Some dear readers may be aware of my rantings against message movies. In the horror genre I will always crow gorks, gore, fear etc… does not need a message. I still stand by this because fear is the message. It is often jarring and pulls the viewer out of the movie or it goes by unnoticed because it is shoe horned in to begin with (great example, Aja’s The Hills Have Eyes and the U.S. trapped in Iraq/Afghanistan–trying to survive a gork attack is enough for this film message is lost). Oaters are a great vehicle for a message.  They can be shrouded in grey or have the good guy in the white hat defeat the bad guy in the black hat. Because these are mere humans, no matter how skilled or virtuous or vicious, there must be a motive assigned. Wether it be justice, revenge, love or money.  This is fertile ground to plant a message.

I checked this out on Fantoma DVD and it includes the alternate “happy” ending insisted on by many markets. That being said…

It is hard to discuss this movie without revealing some major SPOILERS so consider this to be your SPOILER ALERT!

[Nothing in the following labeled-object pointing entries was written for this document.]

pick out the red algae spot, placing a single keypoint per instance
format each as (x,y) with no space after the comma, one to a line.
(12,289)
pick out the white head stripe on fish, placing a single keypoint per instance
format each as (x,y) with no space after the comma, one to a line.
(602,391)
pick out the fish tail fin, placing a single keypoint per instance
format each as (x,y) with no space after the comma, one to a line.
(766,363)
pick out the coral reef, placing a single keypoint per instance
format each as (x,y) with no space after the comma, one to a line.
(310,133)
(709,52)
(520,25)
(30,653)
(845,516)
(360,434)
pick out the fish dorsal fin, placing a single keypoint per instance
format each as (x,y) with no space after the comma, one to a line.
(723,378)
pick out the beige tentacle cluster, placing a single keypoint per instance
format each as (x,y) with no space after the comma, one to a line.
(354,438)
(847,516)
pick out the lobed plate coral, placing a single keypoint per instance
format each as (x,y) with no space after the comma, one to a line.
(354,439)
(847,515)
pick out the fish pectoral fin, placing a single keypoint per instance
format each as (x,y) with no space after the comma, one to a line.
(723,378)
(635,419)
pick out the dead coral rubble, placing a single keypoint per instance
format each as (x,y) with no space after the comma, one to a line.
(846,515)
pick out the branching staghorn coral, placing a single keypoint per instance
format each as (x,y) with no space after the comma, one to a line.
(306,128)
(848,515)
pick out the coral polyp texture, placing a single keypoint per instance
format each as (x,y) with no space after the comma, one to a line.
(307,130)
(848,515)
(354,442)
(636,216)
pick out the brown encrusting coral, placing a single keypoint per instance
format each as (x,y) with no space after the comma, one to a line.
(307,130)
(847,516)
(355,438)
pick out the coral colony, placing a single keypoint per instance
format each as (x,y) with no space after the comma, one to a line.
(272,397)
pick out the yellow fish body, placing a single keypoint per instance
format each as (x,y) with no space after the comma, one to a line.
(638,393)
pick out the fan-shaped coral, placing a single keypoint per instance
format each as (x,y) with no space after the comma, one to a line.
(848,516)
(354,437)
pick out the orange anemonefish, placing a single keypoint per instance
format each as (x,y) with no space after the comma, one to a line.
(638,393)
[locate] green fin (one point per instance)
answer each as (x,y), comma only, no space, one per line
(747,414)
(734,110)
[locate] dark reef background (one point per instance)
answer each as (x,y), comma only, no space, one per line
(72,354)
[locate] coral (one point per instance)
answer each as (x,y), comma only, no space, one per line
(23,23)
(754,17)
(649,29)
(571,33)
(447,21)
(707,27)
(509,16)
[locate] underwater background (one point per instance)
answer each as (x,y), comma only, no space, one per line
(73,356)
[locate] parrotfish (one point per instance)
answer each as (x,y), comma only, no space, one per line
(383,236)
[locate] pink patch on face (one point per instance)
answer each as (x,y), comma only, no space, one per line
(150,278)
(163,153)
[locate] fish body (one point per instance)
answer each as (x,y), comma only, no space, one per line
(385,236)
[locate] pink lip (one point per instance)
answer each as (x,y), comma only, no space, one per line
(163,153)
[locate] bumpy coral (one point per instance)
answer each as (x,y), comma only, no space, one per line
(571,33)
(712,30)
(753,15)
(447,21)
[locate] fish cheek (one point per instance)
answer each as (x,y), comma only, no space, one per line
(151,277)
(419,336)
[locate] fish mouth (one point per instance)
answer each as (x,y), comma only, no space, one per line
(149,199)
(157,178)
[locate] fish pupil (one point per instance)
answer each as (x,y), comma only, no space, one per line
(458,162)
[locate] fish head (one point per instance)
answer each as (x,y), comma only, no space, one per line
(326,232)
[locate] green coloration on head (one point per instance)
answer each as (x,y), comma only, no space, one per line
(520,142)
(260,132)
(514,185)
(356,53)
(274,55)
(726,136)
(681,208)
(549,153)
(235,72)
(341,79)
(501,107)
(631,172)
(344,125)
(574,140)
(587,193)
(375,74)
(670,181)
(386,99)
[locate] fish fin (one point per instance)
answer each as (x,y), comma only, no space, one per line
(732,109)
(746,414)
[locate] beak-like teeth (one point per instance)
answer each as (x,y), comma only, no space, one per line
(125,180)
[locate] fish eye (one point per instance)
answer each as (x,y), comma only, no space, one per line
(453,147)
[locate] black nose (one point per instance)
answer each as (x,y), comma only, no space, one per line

And Corbucci does so masterfully. It is a conflict between the haves and have nots, or the monied and the poor. There are a group of outlaws (their crime is never revealed though the setting lends itself to either exiled Mormons or just starving and poor who try to find food) living in the mountains and the local general store owner and town boss man, Pollicut, has put a price on all of their heads. He has also put a price on the head of the husband of a young black woman whom he wishes to take as his mistress.  Loco shoots him dead and the young widow, Pauline, hires a mute gunman that goes by Silence. He carries an early automatic in the form of a mauser pistol. His gambit is to bait his mark into pulling first and either shooting his thumbs off and daring him to continue or shooting them dead if he is paid to do so. The main thing here is that Silence stays within the bounds of the law and Loco and his bunch of hired hands always make sure their bounty killings are “all according to the law.”


This film is packed with genre talent. Silence is portrayed by the Frenchman Jean-Louis Trintignant; he agreed 

Kinski as the aptly named Loco

to do the part only if he did not have to learn any lines in Italian. Easily enough done. Instead of the typical reticent lead, Corbucci makes him a mute who had his throat cut at a young age. The German born Klaus Kinski fulfills the role of Loco with his usual vigor and intensity. American and Corman veteran Frank Wolff plays the new sheriff who also brings a bit of levity to this dark film. BLACULA co-star Vonetta McGee rounds out the principles as Pauline who hires Silence to stop Loco and his men.  

The stark setting of the snow blasted landscapes lends itself to the feeling of despair the director seeks to build up. This is also the second silence that make up the silence trinity. Is the silence of snowfall the great silence referenced in the title? It is definitely ‘a’ great silence.

Overall this is one of the most nihilistic films I’ve ever seen-and that’s saying a lot (ILSA, LHODES, to name a couple of gems).

Silence is a gunhand of great skill he wipes out rooms full of people as they draw on him. He is built up to be a savior to this group of outcasts and town. That isn’t the case. The message Corbucci reveals is the plight of the poor and their fate at Snow Hill will never be forgotten.  The hint of revolution which underlies this film will creep up more fully in later works. To help illustrate this he is drawn up to be either a Christ-like figure, or perhaps Che Guevara, Silence is a champion of the poor. Like them his hands are destroyed. Christ’s are nailed to a cross and Che’s are severed then sent to Castro after his execution. In a confrontation with Pollicutt, Silence has one hand burned in a stove. This is done as revenge for Silence having shot Pollicutt’s thumb off years before seeking revenge for the murder of his parents. After being beaten and wounded Silence goes to his inevitable showdown with Loco and his men. They are waiting in the saloon with all of the poor outcasts tied up. The end is one of the most jaw dropping scenes that can be found in all of Italy‘s western output-if not in all cinema. It has to be seen to be felt.

Overall the end this is one of the most nihilistic films I’ve ever seen-and that’s saying a lot (ILSA, LHODES, to name a couple of gems).